Fault Attacks Made Easy: Differential Fault Analysis Automation on Assembly Code

Over the past decades, fault injection attacks have been extensively studied due to their capability to efficiently break cryptographic implementations. Fault injection attack models are normally determined by analyzing the cipher structure and finding exploitable spots in non-linear and permutation layers. However, this level of abstraction is often too high to distinguish vulnerable parts of software implementations, due to specific operations and optimizations. On the other hand, manually analyzing the assembly code requires non-negligible amount of time and expertise.
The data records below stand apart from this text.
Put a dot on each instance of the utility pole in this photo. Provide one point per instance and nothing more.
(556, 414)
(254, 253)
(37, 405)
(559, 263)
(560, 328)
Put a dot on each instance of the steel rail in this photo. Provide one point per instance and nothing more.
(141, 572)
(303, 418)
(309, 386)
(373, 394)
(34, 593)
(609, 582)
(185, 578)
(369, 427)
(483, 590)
In this paper, we propose an automated approach for analyzing cipher implementations in assembly. We represent the whole assembly program as a data flow graph so that the vulnerable spots can be found efficiently. Fault propagation is analyzed in a subgraph constructed from each vulnerable spot, allowing equations for Differential Fault Analysis (DFA) to be automatically generated. We have created a tool that implements our approach: DATAC – DFA Automation Tool for Assembly Code. We have successfully used this tool for attacking PRESENT- 80, being able to find implementation-specific vulnerabilities that can be exploited in order to recover the last round key with 16 faults. Our results show that DATAC is useful in finding attack spots that are not visible from the cipher structure, but can be easily exploited when dealing with real-world implementations.